The NSW Senator took to the floor in an attempt to have online poker and blackjack removed from the Interactive Gambling Act 2001.
The secondary amendment was among many which were introduced during the Senate debate on the Interactive Gambling Amendment bill 2016.
Senator Leyonhjelm argued despite the current law banning the Internet gambling games many Australian’s still play.
“They are entertaining games of chance and considerable skill,” he said.
“And despite the current lack of regulation – or, should I say, loophole of regulation – there is no evidence that online poker and blackjack causes more harm than the other services this bill seeks to regulate rather than prohibit, like online sports betting.”
While many who spoke on the topic supported the idea online poker was of a different nature to other gambling games, including pokies, the amendment failed with 46 against and just six for.
Senator Nick Xenophon surprisingly voiced a supportive opinion, but he still voted against.
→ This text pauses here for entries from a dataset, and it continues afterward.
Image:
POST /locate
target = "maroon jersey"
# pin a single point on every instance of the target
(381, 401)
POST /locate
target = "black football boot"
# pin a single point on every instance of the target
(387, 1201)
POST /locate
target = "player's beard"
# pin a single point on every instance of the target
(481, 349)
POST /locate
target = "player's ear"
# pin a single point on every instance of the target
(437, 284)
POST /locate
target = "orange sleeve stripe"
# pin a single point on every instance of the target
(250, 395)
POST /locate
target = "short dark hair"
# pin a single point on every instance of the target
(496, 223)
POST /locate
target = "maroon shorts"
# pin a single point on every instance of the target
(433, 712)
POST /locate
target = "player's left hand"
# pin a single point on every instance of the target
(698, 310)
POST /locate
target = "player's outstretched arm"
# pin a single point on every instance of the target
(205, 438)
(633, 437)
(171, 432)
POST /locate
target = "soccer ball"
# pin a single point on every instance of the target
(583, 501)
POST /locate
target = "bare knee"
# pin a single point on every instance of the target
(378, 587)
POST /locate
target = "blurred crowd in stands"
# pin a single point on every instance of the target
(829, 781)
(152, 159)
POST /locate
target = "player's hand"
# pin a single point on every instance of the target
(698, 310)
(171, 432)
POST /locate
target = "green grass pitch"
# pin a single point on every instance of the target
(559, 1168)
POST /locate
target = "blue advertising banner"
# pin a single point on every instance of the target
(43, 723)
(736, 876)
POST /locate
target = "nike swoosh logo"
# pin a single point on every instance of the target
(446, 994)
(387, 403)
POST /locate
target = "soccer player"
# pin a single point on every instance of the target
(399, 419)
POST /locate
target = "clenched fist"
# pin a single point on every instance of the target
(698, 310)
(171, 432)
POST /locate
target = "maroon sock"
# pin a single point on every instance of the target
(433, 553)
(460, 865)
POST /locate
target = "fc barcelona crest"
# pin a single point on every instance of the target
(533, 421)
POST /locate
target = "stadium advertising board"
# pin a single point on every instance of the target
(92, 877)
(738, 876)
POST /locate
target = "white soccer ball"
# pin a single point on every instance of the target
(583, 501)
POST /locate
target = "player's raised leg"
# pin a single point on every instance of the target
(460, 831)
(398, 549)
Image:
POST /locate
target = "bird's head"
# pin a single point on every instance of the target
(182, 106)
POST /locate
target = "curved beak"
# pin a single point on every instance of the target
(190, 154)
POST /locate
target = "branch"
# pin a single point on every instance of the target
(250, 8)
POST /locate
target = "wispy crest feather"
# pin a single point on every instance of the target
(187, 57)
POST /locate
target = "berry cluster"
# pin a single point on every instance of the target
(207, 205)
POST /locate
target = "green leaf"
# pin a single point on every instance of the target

“There does seem to be a dichotomy between poker players, who have described to me that they can bet 1 cent at a time and lose very small amounts of money in the scheme of things, and sports betting,” Senator Xenophon said.
“I do not want to be seen to be encouraging an expansion of gambling, but there is an inconsistency in the approach of the government and opposition to sports betting, where you can bet thousands of dollars at a time per game or per sporting event—per horse race—compared to online poker, where there could be some very strict limits as to what could be bet.
“It is something that needs to be debated further.”
Senator Derryn Hinch, who was one of the six for the amendment said he would support the bill if online poker was exempted, but it was not enough.
Senator Leyonhjelm has since spoken out about the amendment failure, suggesting a committee inquiry should take place.
“There appears to be enough doubt about the legislation to indicate a review of the ban on online poker may be possible,” he said.
While he said pushing for an inquiry is a lot of work, if there’s enough support, including submissions and willingness to attend committees, he will.
Joseph Del Duca from the Australian Online Poker Alliance (AOPA) also released a statement on the unfortunate move but urges people not to give up.
“One thing that all poker players should know that it doesn’t matter if you lose a big pot, as long as you have a chip and a chair you are still in the game. We are definitely still in the game,” the statement reads.
Del Duca commended the AOPA’s progress over just three short months and added they will be taking up Senator Mitch Fifield’s offer that ‘online poker was a debate for another day’.
The statement also commented on the supportive position many politicians had on online poker, reiterating Nick Xenophon’s stance as he “made clear that he understood our position in his remarks both today and when we met with him in person.”
Del Duca encourages poker enthusiasts to keep fighting for online poker as it “is not the end, this is just the beginning of a fight that we can and will win.”